Sentinel lymph node biopsy has refined previous notions of all-or-nothing regional nodal metastasis to instead favor the step-wise microscopic involvement of sentinel nodes before non-sentinel nodes, and resulted in the adoption of selective over elective lymphadenectomy. When data suggested that biopsy of the sentinel nodes was itself therapeutic, investigators sought to understand whether completion lymphadenectomy was necessary. Recent data from two randomized controlled trials, DeCOG-SLT and MSLT-II, demonstrated that observation yielded comparable overall, disease-specific, and metastasis-free survival to CLND, at the cost of increased non-sentinel lymph node recurrence [5••, 7••].

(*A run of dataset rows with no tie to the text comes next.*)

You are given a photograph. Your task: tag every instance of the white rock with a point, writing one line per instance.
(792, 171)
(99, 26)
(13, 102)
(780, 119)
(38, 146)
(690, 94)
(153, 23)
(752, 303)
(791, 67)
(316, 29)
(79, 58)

At this juncture, the combined data establish that SLNB achieves similar outcomes to CLND with lower morbidity for most patients presenting with clinically occult regional lymph node metastasis. SLNB provides prognostic value, is therapeutic in patients with intermediate thickness melanoma, and can be used to determine eligibility for effective adjuvant therapy. The extant challenge for providers is to define the optimal treatment for patients that are at high risk for developing regional recurrence, and at low risk of developing systemic disease. For these patients, outcomes after prompt removal of NSLN via CLND are less clear. Models incorporating histologic (SLN microscopic tumor burden) and immunologic criteria (relative tumor-infiltrating and regulatory T lymphocyte function) may help guide future prospective studies in predicting nodal recurrence and systemic disease [40•, 41,42,43]. Presently, patients with suspected NSLN disease that remains isolated to the regional nodal basin may continue to be candidates for CLND. For the majority of patients without suspected NSLN involvement, who harbor low SLN tumor burdens, routine CLND is no longer recommended after positive SLNB.